The treatment patterns of prescribed topical glaucoma drugs (eye drops) at the index admission are summarized in Figs. 4 and 5. In the GS cohort, PG accounted for one third of total glaucoma eye drops. PG [2827 (23.5%)] was followed by AA [1640 (13.3%)], CAI [1086 (9.0%)] and BB [713 (5.9%)] by drug class; the most commonly used as first-line treatment was bimatoprost (8.9%) followed by latanoprost (7.6%), travoprost (3.1%) and tafluprost (3.0%) by generic name, including only original drugs not generic drugs (Fig. 4a). In the non-GS cohort, which has the similar treatment pattern to the GS cohort, PG [3923 (22.3%)], AA [2317 (13.2%)], CAI [1445 (8.2%)] and BB [1212 (6.9%)] were used by drug class, and the most commonly used as first-line treatment was bimatoprost (7.3%), followed by latanoprost (7.2%), tafluprost (3.8%) and travoprost (3.1%) by generic name (Fig. 4b). In the CS cohort, PG accounted for one third of total glaucoma eye drops. PG [673 (29.2%)] was followed by AA [372 (16.2%)], CAI [301 (13.1%)] and BB [203 (8.8%)] by drug class; the most commonly used as first-line treatment was latanoprost (10.2%), followed by bimatoprost (9.3%), travoprost (4.4%) and tafluprost (4.1%) by generic name (Fig. 5a). In the non-CS cohort, which has the similar treatment pattern to the CS cohort, PG [2154 (30.7%)], AA [1232 (17.6%)], CAI [785 (11.2%)] and ROCK [557 (7.9%)] were used by drug class, and the most commonly used as first-line treatment was bimatoprost (12.2%), followed by latanoprost (9.7%), travoprost (3.9%) and tafluprost (3.9%) by generic name (Fig. 5b).

Fig. 4

Treatment patterns of prescribed topical glaucoma drugs (eye drops) at the index admission in the glaucoma surgery (a) and non-glaucoma surgery (b) cohorts.

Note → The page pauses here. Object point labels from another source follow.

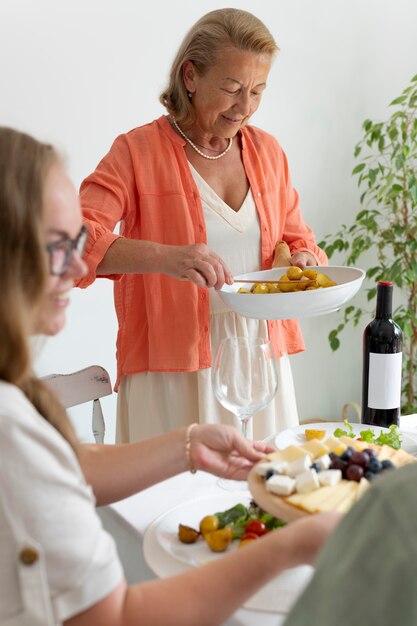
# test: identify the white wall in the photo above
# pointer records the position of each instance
(78, 73)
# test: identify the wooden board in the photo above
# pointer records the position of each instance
(270, 502)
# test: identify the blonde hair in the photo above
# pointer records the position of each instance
(203, 44)
(24, 165)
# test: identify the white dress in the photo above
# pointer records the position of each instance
(151, 403)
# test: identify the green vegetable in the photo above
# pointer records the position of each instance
(339, 432)
(238, 517)
(392, 438)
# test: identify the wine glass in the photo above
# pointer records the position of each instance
(245, 380)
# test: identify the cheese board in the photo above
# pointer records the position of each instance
(303, 480)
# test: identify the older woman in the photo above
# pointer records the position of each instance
(58, 565)
(202, 196)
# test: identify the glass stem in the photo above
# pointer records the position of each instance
(245, 424)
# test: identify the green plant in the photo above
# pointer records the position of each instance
(384, 232)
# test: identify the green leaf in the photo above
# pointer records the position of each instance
(398, 100)
(358, 168)
(334, 344)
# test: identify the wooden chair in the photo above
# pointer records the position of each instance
(86, 385)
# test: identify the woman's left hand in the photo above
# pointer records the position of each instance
(303, 259)
(223, 451)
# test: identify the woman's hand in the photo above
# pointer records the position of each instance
(223, 451)
(306, 536)
(197, 263)
(303, 259)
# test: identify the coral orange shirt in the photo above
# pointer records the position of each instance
(145, 183)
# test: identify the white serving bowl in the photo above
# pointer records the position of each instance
(296, 304)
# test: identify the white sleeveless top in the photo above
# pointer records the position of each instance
(151, 403)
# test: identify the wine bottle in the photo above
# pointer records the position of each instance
(382, 363)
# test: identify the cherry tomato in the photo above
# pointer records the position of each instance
(257, 527)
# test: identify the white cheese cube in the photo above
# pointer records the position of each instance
(330, 478)
(298, 466)
(265, 466)
(307, 481)
(280, 485)
(323, 462)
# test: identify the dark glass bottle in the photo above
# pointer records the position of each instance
(382, 363)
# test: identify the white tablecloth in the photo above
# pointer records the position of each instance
(129, 519)
(133, 515)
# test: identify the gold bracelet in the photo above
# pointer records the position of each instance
(190, 465)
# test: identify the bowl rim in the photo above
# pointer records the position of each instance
(227, 289)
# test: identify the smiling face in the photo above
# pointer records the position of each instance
(62, 219)
(230, 92)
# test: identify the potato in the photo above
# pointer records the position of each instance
(294, 273)
(219, 540)
(260, 288)
(310, 274)
(186, 534)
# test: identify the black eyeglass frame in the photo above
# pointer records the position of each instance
(69, 246)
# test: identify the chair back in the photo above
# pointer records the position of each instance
(86, 385)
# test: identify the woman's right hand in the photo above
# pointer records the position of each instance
(195, 262)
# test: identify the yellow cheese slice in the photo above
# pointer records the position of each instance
(316, 447)
(349, 500)
(364, 485)
(292, 453)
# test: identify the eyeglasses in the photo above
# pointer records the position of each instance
(61, 252)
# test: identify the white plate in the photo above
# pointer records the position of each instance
(166, 556)
(295, 305)
(190, 514)
(295, 436)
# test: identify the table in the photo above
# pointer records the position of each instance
(129, 519)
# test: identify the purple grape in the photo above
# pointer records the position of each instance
(354, 472)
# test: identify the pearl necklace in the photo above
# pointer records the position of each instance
(206, 156)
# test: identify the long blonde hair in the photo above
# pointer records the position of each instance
(203, 45)
(24, 165)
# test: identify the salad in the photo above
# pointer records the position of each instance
(391, 438)
(243, 523)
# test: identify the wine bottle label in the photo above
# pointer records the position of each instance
(384, 389)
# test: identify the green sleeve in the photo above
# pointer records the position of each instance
(367, 572)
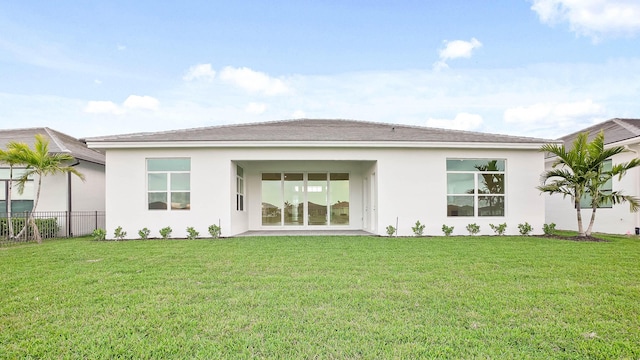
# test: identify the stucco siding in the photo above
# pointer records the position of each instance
(88, 195)
(385, 184)
(615, 220)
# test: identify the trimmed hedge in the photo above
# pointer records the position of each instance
(48, 227)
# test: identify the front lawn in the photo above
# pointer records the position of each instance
(322, 297)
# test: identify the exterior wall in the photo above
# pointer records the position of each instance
(415, 189)
(88, 195)
(615, 220)
(385, 185)
(53, 195)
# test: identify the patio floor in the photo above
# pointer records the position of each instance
(305, 233)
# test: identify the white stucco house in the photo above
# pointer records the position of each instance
(62, 193)
(331, 175)
(612, 219)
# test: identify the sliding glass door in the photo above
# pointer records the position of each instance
(305, 199)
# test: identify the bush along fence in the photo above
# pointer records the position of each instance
(52, 224)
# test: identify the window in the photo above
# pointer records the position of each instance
(305, 199)
(169, 182)
(475, 187)
(19, 202)
(239, 188)
(606, 188)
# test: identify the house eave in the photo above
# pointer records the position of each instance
(314, 144)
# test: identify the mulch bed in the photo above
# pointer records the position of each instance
(575, 238)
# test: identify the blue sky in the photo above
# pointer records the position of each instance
(542, 68)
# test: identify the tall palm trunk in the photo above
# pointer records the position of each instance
(579, 216)
(31, 221)
(9, 221)
(592, 221)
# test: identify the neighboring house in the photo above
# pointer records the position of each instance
(61, 192)
(613, 219)
(320, 175)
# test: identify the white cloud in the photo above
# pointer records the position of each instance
(253, 81)
(594, 18)
(200, 72)
(256, 108)
(298, 114)
(102, 107)
(462, 121)
(141, 102)
(456, 49)
(558, 116)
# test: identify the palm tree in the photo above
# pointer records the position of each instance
(9, 157)
(580, 171)
(41, 163)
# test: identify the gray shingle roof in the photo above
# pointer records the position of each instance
(58, 143)
(614, 130)
(310, 130)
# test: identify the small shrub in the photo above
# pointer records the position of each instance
(447, 230)
(99, 234)
(144, 233)
(166, 232)
(418, 229)
(525, 228)
(391, 230)
(119, 234)
(473, 229)
(499, 229)
(215, 231)
(192, 233)
(549, 229)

AA, α2-agonist; AB. α1-blocker; ABB, αβ-blocker; BB, β-blocker; Bim, bimatoprost; CAI, carbonic anhydrase inhibitor; Lat, latanoprost; PG, prostaglandin analog; ROCKI, Rho-associated protein kinase inhibitor; Sym, sympathomimetics; Taf, tafluprost; Tra, travoprost

Fig. 5

Treatment patterns of prescribed topical glaucoma drugs (eye drops) at the index admission in the cataract surgery (a) and non-cataract surgery (b) combined with glaucoma surgery cohorts. AA, α2-agonist; AB. α1-blocker; ABB, αβ-blocker; BB, β-blocker; Bim, bimatoprost; CAI, carbonic anhydrase inhibitor; Lat, latanoprost; PG, prostaglandin analog; ROCKI, Rho-associated protein kinase inhibitor; Sym, sympathomimetics; Taf, tafluprost; Tra, travoprost

Discussion

To date, we found no other studies that identified the risk factors associates with TLE in patients with glaucoma in Japan or other countries. Our study did and revealed a significant influence of 11variables on TLE extracted from the claims database. Of these, 7 were significant more likely to increase TLS, and 4 were significant more likely to decrease TLE. The immune-related comorbidities and concomitant drugs use were the most likely to be TLE. Although there was no difference in the treatment pattern of prescribed glaucoma eye drops between the GS cohort and the non-GS cohort, the rate of the comorbidities and the rate of concomitant drugs use were similar trend to the above identified variables. Therefore, careful management of glaucoma patients with these variables may be important factor for reducing glaucoma surgery burden.

In Japan, TLO is also often preferred as glaucoma surgery, and TLE may target relatively severe glaucoma patients. Since this study used DPC data collected form patients who were admitted to the nationwide acute care hospitals, we assumed that patients with relatively severe glaucoma were included and considered appropriate to select only TLE among GS. On the other hand, since TLO such as microhook TLO is often additionally used during CS, it is difficult to be an indicator for estimating exacerbation risk of glaucoma.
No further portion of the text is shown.